You could prevent that by sending a reference type, such as a pointer or slice over the channel:
c := make(chan []int)
// spawn some goroutines that read from this channel
var data [1000]int
// populate the data
// write a reference to data to the channel
c <- data[:]
So we just did the exact same data transfer, but reduced the memory copying, right? Well, here's a potential problem: You sent over the channel a reference to data
, but that data
value continues to be accessible in the current scope, even after the send:
// write a reference to data to the channel
c <- data[:]
// start messing with data
data[0] = 999
data[1] = 1234
...
This code might have just introduced a potential data race, because whoever read that slice from the channel might be working on it at the same time as you start modifying it.
The idea of passing ownership is that after you give out a reference to something, you are also conceding ownership of that thing, and will no use it. So long as we don't use data
after giving out the reference (sending the slice on the channel), then we have properly passed ownership.
This problem is an extension of the general problem of shared state. Unlike, Rust, for example, Go doesn't have language constructs to properly control shared state. In order to reduce the chances of these errors, you could apply some strategies:
- Avoid passing references on channels: In the above example, the problem occurred once we started passing the data by reference, with a slice. This was only done to reduce the amount of memory coping done. Unless there was a pragmatic reason to do this optimization (a worthwhile performance difference was measured), it could be avoided entirely. Still, though, there are some data types in Go that are inherently a reference (e.g., maps and slices). If these types must be passed on a channel, then other strategies can be used.
- Separate the data creation logic into functions: In the example above, we could refactor the code:
func sendData(c chan []int) {
var data [1000]int
// populate the data
// write a reference to data to the channel
c <- data[:]
}
c := make(chan []int)
// spawn some goroutines that read from this channel
// send some data
sendData(c)
The possibility of incorrectly using data
still exists, but now it's isolated to a small function with a clear intent. In theory, the isolation should make the code easier to understand, more obvious what the correct use of data
is, and fewer changes would have potential interaction with it.
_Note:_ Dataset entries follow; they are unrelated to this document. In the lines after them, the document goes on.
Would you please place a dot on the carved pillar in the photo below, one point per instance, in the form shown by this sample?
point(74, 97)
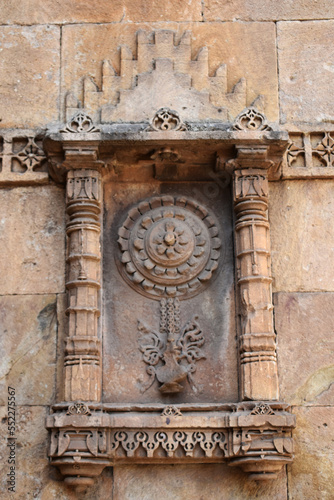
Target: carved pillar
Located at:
point(82, 352)
point(257, 342)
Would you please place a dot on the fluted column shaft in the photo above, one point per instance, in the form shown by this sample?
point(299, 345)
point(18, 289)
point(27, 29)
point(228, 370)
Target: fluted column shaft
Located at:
point(82, 352)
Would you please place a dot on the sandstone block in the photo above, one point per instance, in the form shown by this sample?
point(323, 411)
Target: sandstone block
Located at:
point(304, 325)
point(302, 239)
point(311, 474)
point(209, 482)
point(28, 346)
point(30, 66)
point(306, 66)
point(105, 11)
point(267, 10)
point(32, 240)
point(86, 46)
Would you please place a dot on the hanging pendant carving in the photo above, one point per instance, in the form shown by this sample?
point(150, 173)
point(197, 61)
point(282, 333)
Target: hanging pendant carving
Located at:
point(172, 353)
point(169, 247)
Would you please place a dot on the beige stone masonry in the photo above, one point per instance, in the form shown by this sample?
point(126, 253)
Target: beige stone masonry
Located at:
point(30, 69)
point(311, 476)
point(304, 379)
point(146, 483)
point(105, 11)
point(301, 235)
point(28, 330)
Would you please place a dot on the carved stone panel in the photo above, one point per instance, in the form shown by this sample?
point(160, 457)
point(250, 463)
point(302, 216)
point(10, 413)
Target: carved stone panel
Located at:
point(169, 328)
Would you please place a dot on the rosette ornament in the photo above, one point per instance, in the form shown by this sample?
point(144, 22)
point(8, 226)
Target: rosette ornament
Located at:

- Don't mix data pipelines with persistent state: By data pipeline, I mean two or more concurrent routines, between which data flows via channels. Expanding on the previous point, make the creation of owned references as close as possible to where they enter the data pipeline. Make space between where a goroutine receives data and where it sends it again or uses it, as tight as possible. In the general rules of ownership, you can only transfer ownership of something when you presently have full ownership of it. Due to this rule, you should avoid as much as possible, sending any reference on a channel that you didn't just create the referenced data immediately before sending. If you have a reference to any persistent or global state, it becomes much harder to ensure that ownership is respected.
By keeping the creation of the reference and the transfer of ownership in an isolated, global function, it should be harder to make errors. Then the only ways to violate the ownership rule are to:
- Leak the reference to global state
- Try to eliminate global variables and global state
- Leak the reference to a reference type parameter's state
- Don't take any reference type parameters in data sending functions
- Modify the reference data after sending the reference
- Put the send operation at the very end of the function. If necessary, you could put the send inside a defered call.
There's no perfect solution to eliminate all shared state issues (even in Rust they sometimes exist in practice), but I hope these strategies will help you think about how to tackle this problem.